Depression may not only make us feel bad but also prevent us from enjoying the healthy benefits of some of the things we do, like exercise.

Researchers have found that depression may inhibit the anti-inflammatory effects typically associated with physical activity and light-to-moderate alcohol consumption. This means there is another potential health consequence of depression.

“Our findings suggest depression not only directly affects an individual’s mental and physical health; it might also diminish the health benefit of physical activities and moderate alcohol consumption,” explained lead author Edward C. Suarez, PhD, associate professor of psychiatry and behavioral sciences at Duke Medicine. “This appears to be specific to inflammation, which we know increases the risk for heart disease, so our findings suggest that depression could be a complicating risk factor.”

Depression increases risk of heart disease and diabetes

The findings were based on measurements of the cardio-metabolic risk marker C-reactive protein (CRP).

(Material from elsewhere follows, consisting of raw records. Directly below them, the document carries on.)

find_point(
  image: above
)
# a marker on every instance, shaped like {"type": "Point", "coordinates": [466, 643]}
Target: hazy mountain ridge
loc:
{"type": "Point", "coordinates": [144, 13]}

CRP is a biomarker that predicts future risk of heart disease and other chronic inflammatory disease.

Physical activity and moderate alcohol consumption have been shown to lower the risk of cardiovascular disease and type 2 diabetes. On the other hand, depression is associated with elevated CRP and thus an increased risk of heart disease and type 2 diabetes.

During this study, researchers found that people who were physically active generally had lower CRP levels, with the exception of those who were depressed - they had no beneficial effect on CRP levels. Also, only men who were not depressed achieved the benefits of moderate alcohol consumption.

Don’t stop exercising (or drinking wine) just yet

“We’re not saying that exercises isn’t helpful for those with depression; what we saw is that depression has effects beyond what has previously been reported,” Suarez explained. “Even if mental health improves, the anti-inflammatory benefits of physical activities may lag behind.”